How can we take advantage of health benefits of employment and job creation for both individuals and our communities? We must take collective action to promote the link between health and employment and to make broad health-fostering employment opportunities available to all of our residents. That means finding new ways to mobilize public, private, and charitable resources to adapt to the demands of today’s economy.

The Private Sector, Non-Profits, And Community Organizations

As the US Surgeon General, I plan to use the visibility of my role as the Nation’s Doctor to increase public awareness of the health benefits of employment, and the employment and prosperity benefits of health and wellness, including for both individual employees and entire communities. Our goal should be to create healthier communities, which move more Americans into supportive, health-nurturing jobs.  This will allow more people across our Nation to seize the economic opportunities embodied in our strong market economy.

I will also convene stakeholders and encourage partnerships to collaboratively pursue this important economic and public health priority. I encourage all community leaders to join me in this effort.

Small and large business owners are one group of collaborators critical to this initiative’s success. Their input will be invaluable in developing job training programs better attuned to today’s employers’ needs as well as in brainstorming the strategies to maximize employment opportunities for various groups of job seekers. For example, employers often express a concern that many applicants they interview are unfit for work due to poor health or substance use issues. Recruiters can carry negative attitudes and biases towards the unemployed.

Future discussions with employers and businesses should support a change in attitudes towards employee and community health and well-being. This is about moving their collective perception of worker health: what once may have been considered an unavoidable expense, must now be seen as a business strategy critical for any business’ fiscal (and socially responsible) objectives and inseparable from its bottom line. If businesses want to both lower healthcare expenditures and position themselves as employers of choice, they need to realize that investing into communities equates to investing in their workforce.

Another important area for coordination with the private sector lies in improving employers’ recognition of addiction as a chronic illness rather than a character flaw that might undermine an employee’s performance. With this recognition, employers may choose to better incorporate support for substance use treatment into the employer-offered wellness programs and health care benefits, and reconsider a history of substance misuse as a disqualifier for initial and/or continued employment. Companies, such as Belden in Richmond, Indiana, are using a new approach that emphasizes screening and treatment, vs testing and loss of a job opportunity.  
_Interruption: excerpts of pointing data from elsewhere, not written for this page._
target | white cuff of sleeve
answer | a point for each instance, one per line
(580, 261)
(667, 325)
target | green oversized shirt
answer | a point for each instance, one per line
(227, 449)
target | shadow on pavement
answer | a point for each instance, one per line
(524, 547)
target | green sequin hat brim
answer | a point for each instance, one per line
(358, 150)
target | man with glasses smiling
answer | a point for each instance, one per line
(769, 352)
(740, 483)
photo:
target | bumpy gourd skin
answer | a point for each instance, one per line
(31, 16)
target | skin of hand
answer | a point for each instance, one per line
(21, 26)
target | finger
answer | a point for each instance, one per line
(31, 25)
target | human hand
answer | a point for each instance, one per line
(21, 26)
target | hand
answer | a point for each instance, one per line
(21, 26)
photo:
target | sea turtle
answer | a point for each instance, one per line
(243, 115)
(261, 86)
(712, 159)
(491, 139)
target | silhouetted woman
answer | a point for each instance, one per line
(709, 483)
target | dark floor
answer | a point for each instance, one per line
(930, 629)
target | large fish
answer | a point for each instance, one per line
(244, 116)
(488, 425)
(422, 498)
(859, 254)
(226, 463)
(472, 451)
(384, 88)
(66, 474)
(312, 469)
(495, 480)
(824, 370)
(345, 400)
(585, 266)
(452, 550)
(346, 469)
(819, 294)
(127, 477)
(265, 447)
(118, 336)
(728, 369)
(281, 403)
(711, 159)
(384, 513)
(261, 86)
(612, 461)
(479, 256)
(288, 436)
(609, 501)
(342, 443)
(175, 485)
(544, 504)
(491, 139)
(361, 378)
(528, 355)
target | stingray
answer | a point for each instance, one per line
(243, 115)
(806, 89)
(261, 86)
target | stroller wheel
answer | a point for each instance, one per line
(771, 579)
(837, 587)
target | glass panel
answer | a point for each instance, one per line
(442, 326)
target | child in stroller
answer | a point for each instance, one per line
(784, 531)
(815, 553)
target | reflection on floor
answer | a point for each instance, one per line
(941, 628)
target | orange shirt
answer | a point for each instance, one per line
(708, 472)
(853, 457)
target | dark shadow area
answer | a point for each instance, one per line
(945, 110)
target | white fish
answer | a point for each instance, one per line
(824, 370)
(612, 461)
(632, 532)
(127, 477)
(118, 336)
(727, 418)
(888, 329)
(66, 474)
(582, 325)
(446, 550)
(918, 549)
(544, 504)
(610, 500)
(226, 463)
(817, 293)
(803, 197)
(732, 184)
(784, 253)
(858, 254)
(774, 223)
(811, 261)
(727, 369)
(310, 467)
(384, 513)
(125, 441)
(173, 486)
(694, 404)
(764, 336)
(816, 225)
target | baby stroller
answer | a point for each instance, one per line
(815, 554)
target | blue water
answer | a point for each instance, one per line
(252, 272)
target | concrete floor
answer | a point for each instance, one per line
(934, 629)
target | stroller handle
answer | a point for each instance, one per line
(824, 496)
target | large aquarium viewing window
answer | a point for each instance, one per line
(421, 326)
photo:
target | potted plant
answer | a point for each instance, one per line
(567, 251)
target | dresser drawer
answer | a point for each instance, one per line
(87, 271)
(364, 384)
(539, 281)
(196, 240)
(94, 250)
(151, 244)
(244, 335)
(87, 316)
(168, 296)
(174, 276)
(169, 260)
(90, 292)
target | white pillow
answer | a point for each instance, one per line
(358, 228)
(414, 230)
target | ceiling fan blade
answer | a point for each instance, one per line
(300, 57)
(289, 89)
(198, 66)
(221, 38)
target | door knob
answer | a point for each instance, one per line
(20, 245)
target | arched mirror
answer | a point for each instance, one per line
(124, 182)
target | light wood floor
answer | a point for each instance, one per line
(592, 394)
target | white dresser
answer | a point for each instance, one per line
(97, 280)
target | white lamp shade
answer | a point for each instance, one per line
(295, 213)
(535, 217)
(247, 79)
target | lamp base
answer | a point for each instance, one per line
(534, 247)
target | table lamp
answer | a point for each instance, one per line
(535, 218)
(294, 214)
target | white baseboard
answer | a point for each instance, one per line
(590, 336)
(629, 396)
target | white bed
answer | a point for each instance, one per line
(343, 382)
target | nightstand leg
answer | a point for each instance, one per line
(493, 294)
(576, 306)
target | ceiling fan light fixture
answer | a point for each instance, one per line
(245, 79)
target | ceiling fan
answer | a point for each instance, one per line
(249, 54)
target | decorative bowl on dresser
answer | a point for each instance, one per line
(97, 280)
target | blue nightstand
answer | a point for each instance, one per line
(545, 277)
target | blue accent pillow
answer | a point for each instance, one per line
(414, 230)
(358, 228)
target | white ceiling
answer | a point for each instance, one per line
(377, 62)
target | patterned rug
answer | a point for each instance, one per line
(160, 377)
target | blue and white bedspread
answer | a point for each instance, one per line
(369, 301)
Other essential stakeholders in the future health-employment discussions include federal and state providers of social benefits, social services workers, non-profits, faith-based organizations, and various public health advocacies. These entities can all partner to help develop new and optimize existing educational, training, workforce reengagement, and worker support programs.

The government engaging businesses and non-profits in such discussions will additionally set an important precedent of enhancing health promotion, which is in line with the Institute of Medicine’s 2003 Future of Public Health report’s call for the corporate community and public health agencies to enhance joint efforts.

In conclusion, employment not only provides essential material resources, but also offers considerable benefits for individual and community health. In turn, community health and wellness clearly leads to increased opportunities for employment and prosperity, both for individuals and the communities in which they live. As the Nation’s Doctor, I call upon the representatives of the private sector, non-profits, government, and community organizations to work together to maximize quality, health-nurturing employment opportunities for all US citizens who are able to work. In doing so, we can create an America where all individuals, their loved ones, and their communities, can achieve the greatest standards of living and thriving.